All of this also contributes to larger societal problems, like the prevalence of rape culture, defined as “a theoretical concept in which rape is pervasive and normalized due to societal attitudes about gender and society.” In 2015, this culture is more rampant than ever, evident in practices like victim blaming, in which a victim is blamed for a crime committed against her; slut shaming, described by activist Soraya Chemaly as “embarrassing, insulting or otherwise denigrating a girl or woman for her real or extrapolated sexual behavior” which can include merely dressing in what others perceive as a “sexual manner”; and social media trolling, in which a person directs an incendiary comment at a targeted person or group, for example, the threats of rape or violence often hurled at female activists on Twitter or Facebook.

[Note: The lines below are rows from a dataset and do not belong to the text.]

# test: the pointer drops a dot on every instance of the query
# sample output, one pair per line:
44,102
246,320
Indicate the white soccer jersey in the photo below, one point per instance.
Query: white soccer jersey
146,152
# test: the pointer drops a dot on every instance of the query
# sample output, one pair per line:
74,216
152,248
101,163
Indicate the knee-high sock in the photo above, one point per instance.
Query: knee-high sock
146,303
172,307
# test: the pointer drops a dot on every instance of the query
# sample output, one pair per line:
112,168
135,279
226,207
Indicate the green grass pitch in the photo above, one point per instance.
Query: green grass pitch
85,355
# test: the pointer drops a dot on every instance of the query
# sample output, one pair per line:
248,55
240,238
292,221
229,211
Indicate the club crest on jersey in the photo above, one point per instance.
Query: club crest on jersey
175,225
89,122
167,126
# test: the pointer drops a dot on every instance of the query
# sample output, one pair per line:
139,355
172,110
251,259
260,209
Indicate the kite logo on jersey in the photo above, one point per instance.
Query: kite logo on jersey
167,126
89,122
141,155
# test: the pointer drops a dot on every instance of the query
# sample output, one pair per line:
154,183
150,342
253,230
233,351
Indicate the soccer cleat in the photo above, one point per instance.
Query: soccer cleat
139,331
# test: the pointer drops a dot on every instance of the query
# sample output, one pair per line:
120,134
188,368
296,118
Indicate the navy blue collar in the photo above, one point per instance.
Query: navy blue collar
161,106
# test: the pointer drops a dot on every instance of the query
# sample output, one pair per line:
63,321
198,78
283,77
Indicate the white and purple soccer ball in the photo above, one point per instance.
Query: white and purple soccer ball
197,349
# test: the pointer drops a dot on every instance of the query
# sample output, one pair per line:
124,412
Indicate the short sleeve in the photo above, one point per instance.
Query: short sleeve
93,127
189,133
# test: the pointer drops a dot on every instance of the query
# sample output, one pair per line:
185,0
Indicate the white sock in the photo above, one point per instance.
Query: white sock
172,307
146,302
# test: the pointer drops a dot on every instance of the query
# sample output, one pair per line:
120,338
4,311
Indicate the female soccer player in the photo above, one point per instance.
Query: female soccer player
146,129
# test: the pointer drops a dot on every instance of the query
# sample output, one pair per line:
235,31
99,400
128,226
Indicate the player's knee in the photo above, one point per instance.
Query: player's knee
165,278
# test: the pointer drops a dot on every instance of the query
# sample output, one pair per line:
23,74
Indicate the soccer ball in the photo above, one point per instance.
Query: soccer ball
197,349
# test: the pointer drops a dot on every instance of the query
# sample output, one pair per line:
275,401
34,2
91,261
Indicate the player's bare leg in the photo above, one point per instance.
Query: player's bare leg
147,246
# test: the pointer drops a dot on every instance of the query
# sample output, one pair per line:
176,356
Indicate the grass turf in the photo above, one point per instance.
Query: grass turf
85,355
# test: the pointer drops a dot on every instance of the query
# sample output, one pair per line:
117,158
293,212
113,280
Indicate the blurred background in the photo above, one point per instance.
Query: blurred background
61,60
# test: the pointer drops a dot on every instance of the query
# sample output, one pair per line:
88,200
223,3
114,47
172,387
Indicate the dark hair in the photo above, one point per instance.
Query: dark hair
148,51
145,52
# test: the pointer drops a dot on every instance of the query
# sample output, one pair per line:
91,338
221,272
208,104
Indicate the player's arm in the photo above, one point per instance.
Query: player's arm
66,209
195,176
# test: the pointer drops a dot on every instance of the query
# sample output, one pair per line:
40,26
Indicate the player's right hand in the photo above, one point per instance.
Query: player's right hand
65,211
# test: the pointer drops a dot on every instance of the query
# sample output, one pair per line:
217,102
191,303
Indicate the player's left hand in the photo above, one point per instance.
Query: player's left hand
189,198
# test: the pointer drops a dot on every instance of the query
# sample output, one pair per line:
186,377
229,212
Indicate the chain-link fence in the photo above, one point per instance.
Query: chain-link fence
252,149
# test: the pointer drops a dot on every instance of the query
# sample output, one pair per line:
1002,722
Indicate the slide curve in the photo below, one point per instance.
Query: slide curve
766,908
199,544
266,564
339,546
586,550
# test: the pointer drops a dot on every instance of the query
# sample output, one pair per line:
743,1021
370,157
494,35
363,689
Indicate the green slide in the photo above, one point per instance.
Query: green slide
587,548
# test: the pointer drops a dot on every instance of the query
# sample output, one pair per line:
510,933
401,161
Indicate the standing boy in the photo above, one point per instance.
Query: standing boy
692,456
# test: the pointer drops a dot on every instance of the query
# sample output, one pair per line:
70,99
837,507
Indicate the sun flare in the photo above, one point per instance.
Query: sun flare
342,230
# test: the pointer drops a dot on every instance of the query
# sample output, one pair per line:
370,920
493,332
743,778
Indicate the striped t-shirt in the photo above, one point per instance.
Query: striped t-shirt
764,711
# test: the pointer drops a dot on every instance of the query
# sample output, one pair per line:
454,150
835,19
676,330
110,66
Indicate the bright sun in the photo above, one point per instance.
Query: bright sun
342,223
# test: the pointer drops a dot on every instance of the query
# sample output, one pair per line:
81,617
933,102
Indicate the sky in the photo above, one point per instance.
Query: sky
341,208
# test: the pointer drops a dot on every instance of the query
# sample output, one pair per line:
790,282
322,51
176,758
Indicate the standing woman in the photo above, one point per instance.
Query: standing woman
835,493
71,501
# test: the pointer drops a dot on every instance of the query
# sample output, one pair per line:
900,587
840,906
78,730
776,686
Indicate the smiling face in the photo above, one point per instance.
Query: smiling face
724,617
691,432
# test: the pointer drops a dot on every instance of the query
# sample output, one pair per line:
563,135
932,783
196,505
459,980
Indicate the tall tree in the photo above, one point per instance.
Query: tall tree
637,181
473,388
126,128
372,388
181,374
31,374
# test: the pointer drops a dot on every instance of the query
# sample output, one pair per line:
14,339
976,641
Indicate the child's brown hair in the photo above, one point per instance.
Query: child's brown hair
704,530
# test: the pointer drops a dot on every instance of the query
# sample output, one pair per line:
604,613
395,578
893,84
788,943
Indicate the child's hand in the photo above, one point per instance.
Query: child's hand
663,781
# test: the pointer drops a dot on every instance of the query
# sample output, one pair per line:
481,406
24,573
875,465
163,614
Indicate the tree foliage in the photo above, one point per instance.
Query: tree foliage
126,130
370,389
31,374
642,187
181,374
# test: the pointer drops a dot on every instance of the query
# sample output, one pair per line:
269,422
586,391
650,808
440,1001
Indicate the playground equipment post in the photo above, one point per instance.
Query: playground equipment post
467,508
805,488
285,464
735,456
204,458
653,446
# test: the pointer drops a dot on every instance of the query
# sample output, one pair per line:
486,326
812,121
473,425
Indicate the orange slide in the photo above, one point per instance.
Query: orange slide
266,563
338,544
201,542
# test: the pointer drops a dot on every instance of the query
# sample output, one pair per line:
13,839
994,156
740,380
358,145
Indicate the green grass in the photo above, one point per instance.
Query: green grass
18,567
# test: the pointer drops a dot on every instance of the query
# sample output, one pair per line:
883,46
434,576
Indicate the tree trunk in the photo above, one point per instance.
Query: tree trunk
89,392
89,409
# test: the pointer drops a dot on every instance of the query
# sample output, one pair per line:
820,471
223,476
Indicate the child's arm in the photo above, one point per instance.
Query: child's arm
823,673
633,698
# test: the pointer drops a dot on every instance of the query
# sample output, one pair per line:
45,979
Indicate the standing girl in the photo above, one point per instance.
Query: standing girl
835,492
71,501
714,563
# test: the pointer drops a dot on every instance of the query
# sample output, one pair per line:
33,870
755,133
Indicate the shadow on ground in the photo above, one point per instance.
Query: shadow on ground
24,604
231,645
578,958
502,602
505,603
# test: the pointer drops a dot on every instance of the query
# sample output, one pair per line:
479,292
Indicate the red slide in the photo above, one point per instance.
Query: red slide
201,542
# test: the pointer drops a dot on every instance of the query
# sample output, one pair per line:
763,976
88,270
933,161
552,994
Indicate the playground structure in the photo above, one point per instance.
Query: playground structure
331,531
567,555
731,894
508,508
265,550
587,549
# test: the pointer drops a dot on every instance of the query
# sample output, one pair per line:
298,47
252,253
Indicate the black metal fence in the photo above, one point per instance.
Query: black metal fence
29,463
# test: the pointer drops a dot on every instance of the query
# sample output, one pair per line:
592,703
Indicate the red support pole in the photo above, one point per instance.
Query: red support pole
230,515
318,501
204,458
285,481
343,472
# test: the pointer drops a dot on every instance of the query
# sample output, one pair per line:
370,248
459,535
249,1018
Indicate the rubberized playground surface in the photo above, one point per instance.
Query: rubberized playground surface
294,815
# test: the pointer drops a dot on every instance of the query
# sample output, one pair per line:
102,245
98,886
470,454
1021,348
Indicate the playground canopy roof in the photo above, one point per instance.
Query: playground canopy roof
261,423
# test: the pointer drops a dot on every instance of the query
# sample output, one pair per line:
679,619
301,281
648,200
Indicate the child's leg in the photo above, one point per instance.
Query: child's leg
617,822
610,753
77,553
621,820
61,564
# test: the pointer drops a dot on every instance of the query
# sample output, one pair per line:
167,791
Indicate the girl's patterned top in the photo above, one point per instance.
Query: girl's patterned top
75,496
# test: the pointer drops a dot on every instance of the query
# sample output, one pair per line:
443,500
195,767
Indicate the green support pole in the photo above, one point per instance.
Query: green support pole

For these reasons Paglia’s claims are flawed. She not only seems to undermine the reality of rape and violence and the attitudes which have led to both in the United States and worldwide, but her emphasis on “personal responsibility” further adds to the victim blaming problem. She also demonstrates a complete lack of understanding as to what American feminism truly means for young feminists in 2015; she ignores the nuances that have become a part of the movement today, for example, the experiences of women of color or immigrant women. 

What “too many of today’s feminists” want is not a paternalistic, authority figure to soothe us. Rather, we want concrete changes: lowered sexual harassment and assaults rates; platforms to speak on women’s issues without being silenced, without being verbally or physically abused; and changes in attitudes and behaviors toward women, such as those that label our cause “whining” or “narcissistic.”

In honor of Women’s History Month and International Women’s Day, we, including Ms. Paglia, cannot ignore that there are, in fact, more barriers left to overcome in the fight for women’s rights.